Hence, large improvements of overall performance, indicated by high CRPSS values (Fig. 8), usually point to large systematic discrepancies between the raw SEAS5 and the reference ERA5-Land. This is obvious for, e.g., the minimum temperature forecasts which show a negative bias of the raw forecasts (Fig. 2), high CRPSS values (Fig. 8) and reduced RMSEs after the bias correction (Fig. 3) across almost all basins and forecast months.
Besides these mostly positive results for BCSD, the mixed impact of the BCSD approach across the D01 domain, indicated by negative CRPSS values for the KA Basin in Fig. 8, requires a closer look. Iran's climate during the rainy season is dominated by migrating low-pressure systems mainly from the west and the Mediterranean Sea (Khalili and Rahimi, 2014). The precipitation over the D01 domain hence occurs intermittently and spatially variable, which is usually difficult to predict especially with higher lead times and over the mountainous headwaters of the Karun. For such regions, it is necessary to correct for the amount and spatial location of precipitation as well as the wet- and dry-day frequency. While, according to Fig. 7, the wet-day frequency even for high lead times could be improved, the CRPSS values in Fig. 8 show worse agreement with ERA5-Land after the bias correction during the transition from the dry to the wet season (November) or the transition from the wet to the dry season (April).
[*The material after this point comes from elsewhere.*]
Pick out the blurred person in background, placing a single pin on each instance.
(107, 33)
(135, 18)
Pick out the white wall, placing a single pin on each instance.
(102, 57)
We assume that this is caused by the application of a 31 d window for estimating the distribution functions, which might not be adequate in such strongly varying climate conditions during the transition months between the wet and dry seasons. This can also be seen in Fig. 2, where particularly the lead-0 and lead-7 temperature forecasts show remaining biases with values of up to 0.7 ∘K. The temperature bias in the first and last forecast months appears strongest in the KA Basin due to the large annual temperature variations with an annual temperature range of up to 45∘ (Table 1). Nevertheless, mostly positive CRPSS values at these lead times (Fig. 8) result from still reduced biases compared to the raw forecasts (Fig. 2).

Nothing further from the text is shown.